Let’s go back in time to when Sami won the NXT Championship. The nexus of this particular story was Sami’s unwillingness to be cutthroat and ruthless in pursuit of his goals. No matter how much Neville goaded him, he refused to give in to his morals. He would do it the right way, or he would not do it at all.
He was so adamant of this that he staked his very career on it. It was this fierce, tenacious spirit which saw him become NXT’s very first crowd darling. And at NXT TakeOver R:Evolution, the man Neville accused of being ‘too nice’ to be champion fought with everything he had to prove him wrong.
If you’ve never seen that match, I cannot recommend it enough. Stop what you’re doing and watch it immediately. Something truly remarkable happens towards the end of the bout. Neville tries to attack Sami with the belt for a dirty victory, but things go awry for him and the belt ends up discarded in the ring. The ref goes down. Sami has the perfect opportunity to pick up the belt, deliver the finishing blow and grab the win. It’d be only fair, right? After all Neville has done to thwart his chances over and over? It would be justice, wouldn’t it?

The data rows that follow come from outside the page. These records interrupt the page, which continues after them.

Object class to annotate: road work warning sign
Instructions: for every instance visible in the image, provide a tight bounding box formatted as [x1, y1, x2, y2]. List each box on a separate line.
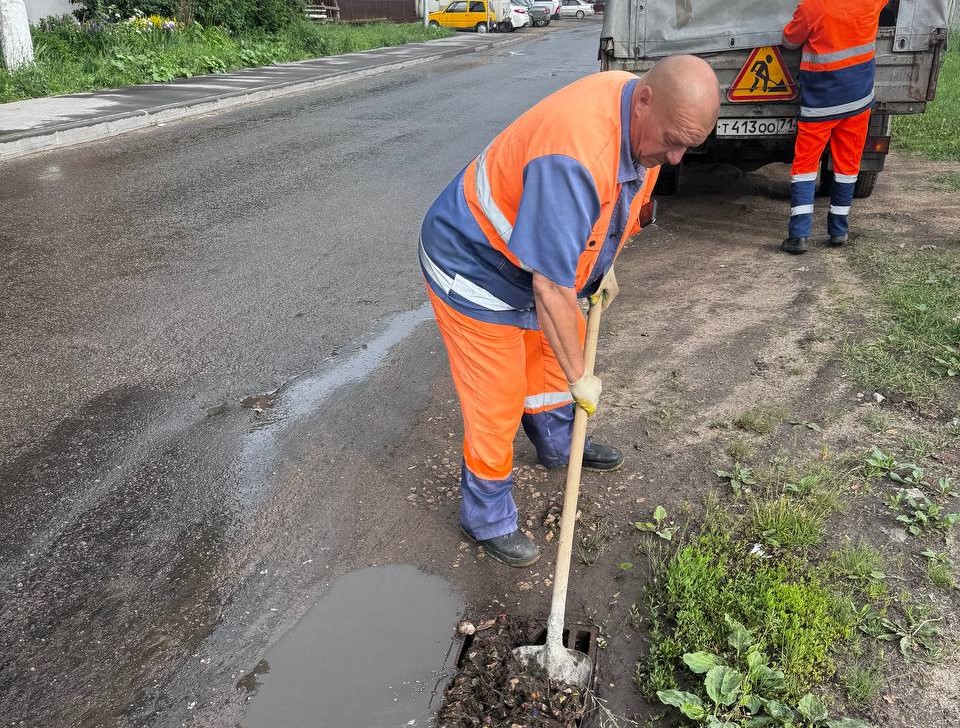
[727, 46, 797, 103]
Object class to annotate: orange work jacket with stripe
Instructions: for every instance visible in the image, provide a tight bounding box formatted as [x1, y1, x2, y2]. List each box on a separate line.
[783, 0, 887, 121]
[420, 71, 658, 328]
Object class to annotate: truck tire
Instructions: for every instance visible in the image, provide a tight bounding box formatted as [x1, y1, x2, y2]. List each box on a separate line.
[653, 164, 680, 195]
[853, 169, 880, 198]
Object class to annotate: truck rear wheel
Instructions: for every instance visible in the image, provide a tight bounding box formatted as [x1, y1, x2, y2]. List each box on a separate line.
[853, 170, 880, 197]
[653, 164, 680, 195]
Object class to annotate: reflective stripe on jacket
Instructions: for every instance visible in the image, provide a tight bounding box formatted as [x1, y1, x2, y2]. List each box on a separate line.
[783, 0, 887, 121]
[420, 71, 657, 329]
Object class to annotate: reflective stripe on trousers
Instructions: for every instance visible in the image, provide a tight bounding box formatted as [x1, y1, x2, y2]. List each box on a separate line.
[427, 286, 586, 539]
[787, 109, 870, 238]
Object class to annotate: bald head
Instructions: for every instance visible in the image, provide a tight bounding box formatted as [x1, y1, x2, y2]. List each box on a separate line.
[630, 56, 720, 167]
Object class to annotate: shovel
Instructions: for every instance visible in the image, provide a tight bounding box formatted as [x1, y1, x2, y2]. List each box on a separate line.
[513, 303, 602, 688]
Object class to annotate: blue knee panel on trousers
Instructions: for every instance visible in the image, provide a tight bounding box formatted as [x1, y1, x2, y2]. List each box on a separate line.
[827, 180, 857, 236]
[520, 402, 574, 468]
[787, 180, 816, 238]
[460, 461, 517, 541]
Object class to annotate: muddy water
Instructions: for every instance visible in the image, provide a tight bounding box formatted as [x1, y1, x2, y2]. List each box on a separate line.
[241, 566, 462, 728]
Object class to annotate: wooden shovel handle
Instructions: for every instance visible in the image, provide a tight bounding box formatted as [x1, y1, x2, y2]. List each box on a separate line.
[547, 302, 602, 643]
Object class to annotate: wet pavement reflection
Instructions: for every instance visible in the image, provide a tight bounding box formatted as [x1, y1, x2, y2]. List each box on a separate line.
[238, 566, 462, 728]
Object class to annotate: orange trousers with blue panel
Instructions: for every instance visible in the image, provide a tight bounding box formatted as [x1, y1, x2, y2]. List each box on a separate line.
[427, 285, 586, 540]
[788, 109, 870, 238]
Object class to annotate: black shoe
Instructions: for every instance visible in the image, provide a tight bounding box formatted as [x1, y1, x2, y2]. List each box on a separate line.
[583, 440, 623, 473]
[780, 238, 810, 255]
[460, 525, 540, 566]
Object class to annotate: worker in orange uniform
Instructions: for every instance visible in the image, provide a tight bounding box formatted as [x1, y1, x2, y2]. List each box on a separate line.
[419, 56, 719, 566]
[781, 0, 887, 255]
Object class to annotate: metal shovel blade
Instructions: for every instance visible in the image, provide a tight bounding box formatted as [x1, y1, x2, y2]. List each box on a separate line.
[513, 641, 593, 690]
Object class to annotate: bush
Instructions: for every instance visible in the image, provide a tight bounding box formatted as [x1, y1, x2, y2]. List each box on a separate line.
[638, 533, 855, 698]
[70, 0, 303, 33]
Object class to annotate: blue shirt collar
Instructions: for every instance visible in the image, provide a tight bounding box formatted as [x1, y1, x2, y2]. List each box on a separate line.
[617, 79, 645, 184]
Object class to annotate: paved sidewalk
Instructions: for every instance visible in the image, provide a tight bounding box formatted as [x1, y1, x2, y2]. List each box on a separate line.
[0, 33, 524, 162]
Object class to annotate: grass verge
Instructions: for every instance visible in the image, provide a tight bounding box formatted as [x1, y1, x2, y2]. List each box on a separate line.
[0, 19, 452, 102]
[842, 245, 960, 404]
[893, 31, 960, 159]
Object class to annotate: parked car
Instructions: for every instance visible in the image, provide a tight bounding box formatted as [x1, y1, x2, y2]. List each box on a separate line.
[533, 0, 560, 26]
[429, 0, 507, 33]
[560, 0, 593, 18]
[510, 0, 553, 28]
[500, 0, 533, 33]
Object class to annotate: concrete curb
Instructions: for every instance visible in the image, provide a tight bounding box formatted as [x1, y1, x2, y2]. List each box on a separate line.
[0, 36, 529, 162]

Sami grabs the belt. The crowd immediately burst into wild paroxysms of denial. Surely he would never! And then something wonderful happens: the crowd forms one singular voice begging Sami not to do it, even if it costs him the win. It is not worth the dissolution of Sami’s strongly-held morals to see him win like this. You can almost hear Sami’s internal monologue as the crowd desperately chants No, No, No. Not like this.
A rollercoaster of emotions ensue: the sigh of relief as Sami discards the belt, the collective intake of horrified breath as Neville sweeps in, surely about to snatch victory from under Sami’s nose. The crowd has become a monolith, a collective of voices united in perfect accord. When Sami wins, is it utterly thunderous; a pure and beautiful joy shared by every man, woman and child in Full Sail.

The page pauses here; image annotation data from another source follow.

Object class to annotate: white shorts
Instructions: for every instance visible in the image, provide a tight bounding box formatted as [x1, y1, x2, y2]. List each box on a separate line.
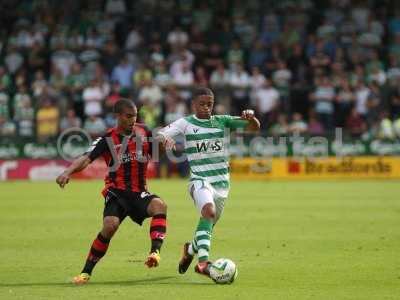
[188, 180, 229, 223]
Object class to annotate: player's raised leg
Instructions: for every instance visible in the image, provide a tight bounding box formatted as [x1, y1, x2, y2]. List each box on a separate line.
[178, 183, 216, 276]
[73, 216, 120, 284]
[145, 198, 167, 268]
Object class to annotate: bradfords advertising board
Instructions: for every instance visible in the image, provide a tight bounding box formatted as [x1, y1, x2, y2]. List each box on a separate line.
[0, 159, 156, 181]
[231, 156, 400, 180]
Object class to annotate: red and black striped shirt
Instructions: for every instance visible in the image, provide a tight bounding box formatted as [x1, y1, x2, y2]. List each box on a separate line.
[86, 124, 152, 195]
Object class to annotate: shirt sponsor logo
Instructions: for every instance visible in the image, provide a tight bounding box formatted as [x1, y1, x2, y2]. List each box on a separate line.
[196, 140, 223, 153]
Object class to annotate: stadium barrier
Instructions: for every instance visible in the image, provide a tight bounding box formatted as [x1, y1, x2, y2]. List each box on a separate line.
[0, 159, 157, 181]
[231, 156, 400, 180]
[0, 156, 400, 181]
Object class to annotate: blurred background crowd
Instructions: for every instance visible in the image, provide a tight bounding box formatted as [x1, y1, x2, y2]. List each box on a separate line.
[0, 0, 400, 142]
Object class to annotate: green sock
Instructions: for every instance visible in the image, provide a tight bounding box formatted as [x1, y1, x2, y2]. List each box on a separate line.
[194, 218, 213, 262]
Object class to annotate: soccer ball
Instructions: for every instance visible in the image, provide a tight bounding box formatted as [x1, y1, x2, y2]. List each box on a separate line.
[210, 258, 238, 284]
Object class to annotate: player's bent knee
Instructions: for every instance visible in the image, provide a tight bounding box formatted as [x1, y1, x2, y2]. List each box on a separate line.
[103, 217, 120, 237]
[201, 203, 216, 219]
[147, 198, 167, 216]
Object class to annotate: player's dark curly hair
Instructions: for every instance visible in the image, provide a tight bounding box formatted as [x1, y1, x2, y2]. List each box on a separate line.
[113, 98, 136, 114]
[193, 86, 214, 99]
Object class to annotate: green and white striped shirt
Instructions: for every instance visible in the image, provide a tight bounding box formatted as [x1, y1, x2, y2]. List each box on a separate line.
[160, 115, 248, 195]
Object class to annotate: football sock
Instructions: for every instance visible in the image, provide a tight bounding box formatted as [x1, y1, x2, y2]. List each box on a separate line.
[188, 238, 199, 256]
[82, 233, 110, 274]
[192, 218, 213, 262]
[150, 214, 167, 252]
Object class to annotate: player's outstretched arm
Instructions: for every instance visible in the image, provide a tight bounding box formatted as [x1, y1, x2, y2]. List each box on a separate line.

This is the kind of crazy pure babyface power Sami Zayn wields when properly utilised. And it’s this power that WWE are wasting every time they send Sami out to cut a withering promo, or cheat his way to victory. They held the next Ricky Steamboat in their hands, and they squandered him. We can only hope it’s not too late to make amends.
Sami Zayn is a great heel, sure. But he’s a next-level babyface. And god knows WWE are in dire need of big-hearted heroes right now.